A convicted shoplifter who won an award for poetry has said that it has inspired him to turn his life around.
Geoffrey Austin, who is serving a 14-month suspended sentence for theft, won a Koestler Award — an annual celebration of art produced by prisoners and offenders — for a series of poems about Israel and Tel Aviv.
The Brighton based artist said he wrote the work during his time on probation for “a minor shoplifting offence” and it has turned a negative experience into something positive.
“I’ve never won anything before, so to have my work recognised gives me the confidence I can do something good with it,” he added.
Mr Austin,31, told the JC that he had fallen on hard times, leading him to steal a bag of food.
He said: “I had never been in trouble before. I had just gone through a tough time because I was diagnosed with Asperger’s syndrome quite late in life which was a shock.
“I was finding things hard. I use poetry as a way of expressing myself.”
He entered the competition after his probation officer told him about it.
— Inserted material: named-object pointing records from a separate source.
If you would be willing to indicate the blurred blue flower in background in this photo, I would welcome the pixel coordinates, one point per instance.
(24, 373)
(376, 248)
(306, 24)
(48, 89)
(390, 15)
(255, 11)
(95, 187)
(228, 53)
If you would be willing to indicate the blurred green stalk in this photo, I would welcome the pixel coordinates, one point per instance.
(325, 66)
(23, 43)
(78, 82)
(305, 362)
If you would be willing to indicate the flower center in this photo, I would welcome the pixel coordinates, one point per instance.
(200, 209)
He said: “I didn’t think anything of it when I sent my work in, but then I found out I had won out of 7,000 entries.”
Mr Austin, whose family are members of Brighton and Hove Progressive Synagogue, said his poems were about the culture and atmosphere of Tel Aviv, having lived there for three years.
He said: “My family are very pleased for me and I am glad I have been able to turn this experience around.”
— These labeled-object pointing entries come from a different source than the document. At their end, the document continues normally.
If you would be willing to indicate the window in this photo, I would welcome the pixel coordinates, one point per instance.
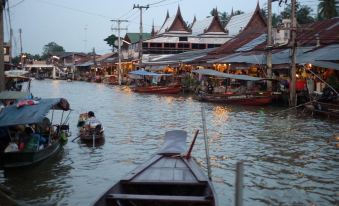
(169, 45)
(156, 45)
(183, 38)
(198, 46)
(183, 45)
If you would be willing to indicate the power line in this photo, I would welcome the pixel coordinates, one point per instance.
(17, 4)
(76, 10)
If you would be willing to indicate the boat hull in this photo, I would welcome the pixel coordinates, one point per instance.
(249, 100)
(175, 89)
(162, 180)
(23, 159)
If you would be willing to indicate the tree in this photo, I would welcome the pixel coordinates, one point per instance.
(327, 9)
(303, 15)
(224, 16)
(51, 48)
(110, 41)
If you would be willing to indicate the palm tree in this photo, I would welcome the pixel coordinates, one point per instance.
(327, 9)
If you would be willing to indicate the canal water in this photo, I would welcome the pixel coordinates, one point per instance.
(287, 158)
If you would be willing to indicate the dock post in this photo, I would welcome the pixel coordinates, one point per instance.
(239, 183)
Some winners will be included in an exhibition of art by offenders, curated by Antony Gormley, at the Royal Festival Hall until November 15. Mr Gormley said: “I want to celebrate this great resource: the imaginations of the 85,000 prisoners currently in UK prisons and those in secure establishments.
“Art is a place in which you can do what you like. It need not be for or about anyone else but the artist.”